Bisoprolol, 10 mg 30 pcs.

A selective beta1-adrenoblocker, without its own sympathomimetic activity, has no membrane stabilizing effect. It reduces plasma renin activity, decreases myocardial oxygen demand, reduces HR (at rest and under load).

It has hypotensive, antiarrhythmic and antianginal action. By blocking in low doses beta1-adrenoreceptors in heart, it decreases catecholamine-stimulated cAMP formation from ATP, decreases intracellular calcium ions flow, produces negative chrono-, dromo-, batmo- and inotropic effects, inhibits myocardial conduction and excitability and decreases AV-conduction.

If the dose is increased above the therapeutic, it has a beta2-adrenoblocking effect.

The HRP at the beginning of drug administration, in the first 24 h, increases (as a result of reciprocal increase of alpha-adrenoreceptor activity and elimination of beta2-adrenoreceptor stimulation) which returns to baseline in 1-3 days, and decreases with prolonged administration.

Hypotensive effect is associated with decreased minute blood volume, sympathetic stimulation of peripheral vessels, decreased activity of renin-angiotensin system (of great importance for patients with initial renin hypersecretion), restoration of sensitivity in response to BP decrease and influence on CNS. For arterial hypertension the effect comes in 2-5 days, stable effect – in 1-2 months.

The antianginal effect is caused by decrease of myocardial oxygen demand as a result of decrease of HR and contractility, prolongation of diastole, improvement of myocardial perfusion. By increasing left ventricular end-diastolic pressure and increasing ventricular muscle fiber stretch may increase oxygen demand, especially in patients with chronic heart failure.

The antiarrhythmic effect is caused by the removal of arrhythmogenic factors (tachycardia, increased activity of the sympathetic nervous system, increased content of CAMF, arterial hypertension), reduction of the rate of spontaneous excitation of sinus and ectopic pacemakers and slowing of AV conduction (mainly in the antegrade and, to a lesser degree, in the retrograde direction through the AV node) and through additional pathways.

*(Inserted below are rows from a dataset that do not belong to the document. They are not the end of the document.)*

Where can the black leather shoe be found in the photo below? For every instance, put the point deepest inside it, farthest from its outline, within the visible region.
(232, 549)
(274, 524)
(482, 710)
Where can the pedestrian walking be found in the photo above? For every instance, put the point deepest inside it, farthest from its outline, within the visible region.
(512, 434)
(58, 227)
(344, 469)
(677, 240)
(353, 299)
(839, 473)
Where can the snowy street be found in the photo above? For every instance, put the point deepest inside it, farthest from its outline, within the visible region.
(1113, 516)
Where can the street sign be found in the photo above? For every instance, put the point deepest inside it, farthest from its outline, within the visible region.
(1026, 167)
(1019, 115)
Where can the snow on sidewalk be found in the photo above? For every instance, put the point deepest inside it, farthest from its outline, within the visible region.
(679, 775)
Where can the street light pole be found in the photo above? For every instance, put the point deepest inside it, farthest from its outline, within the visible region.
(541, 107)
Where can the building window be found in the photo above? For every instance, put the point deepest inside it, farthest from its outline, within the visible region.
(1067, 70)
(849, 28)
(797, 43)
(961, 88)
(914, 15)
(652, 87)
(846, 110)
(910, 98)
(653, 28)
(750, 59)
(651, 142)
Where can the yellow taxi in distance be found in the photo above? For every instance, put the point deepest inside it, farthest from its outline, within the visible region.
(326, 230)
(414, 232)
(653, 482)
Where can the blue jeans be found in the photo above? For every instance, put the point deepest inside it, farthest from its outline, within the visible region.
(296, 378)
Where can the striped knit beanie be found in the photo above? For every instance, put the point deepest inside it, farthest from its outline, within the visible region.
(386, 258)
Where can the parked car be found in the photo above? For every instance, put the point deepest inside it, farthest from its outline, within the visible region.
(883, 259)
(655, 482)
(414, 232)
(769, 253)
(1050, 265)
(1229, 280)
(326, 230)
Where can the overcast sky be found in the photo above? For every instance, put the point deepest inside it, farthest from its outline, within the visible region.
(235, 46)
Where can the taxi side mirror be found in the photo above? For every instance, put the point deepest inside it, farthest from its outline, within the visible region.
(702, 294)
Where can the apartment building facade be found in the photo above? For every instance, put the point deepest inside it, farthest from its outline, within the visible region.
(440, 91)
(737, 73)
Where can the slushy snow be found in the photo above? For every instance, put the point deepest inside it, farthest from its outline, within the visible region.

In contrast to non-selective beta-adrenoblockers, when administered in medium therapeutic doses, it has less pronounced effect on the organs containing beta2-adrenoreceptors (pancreas, skeletal muscles, smooth muscle of peripheral arteries, bronchi and uterus) and on carbohydrate metabolism, does not cause delay of sodium ions (Na+) in the body; the severity of atherogenic action does not differ from that of propranolol.

Pharmacokinetics

Intake and distribution

Absorption is 80-90%; absorption is not affected by food intake. Cmax in blood plasma is observed after 1-3 hours.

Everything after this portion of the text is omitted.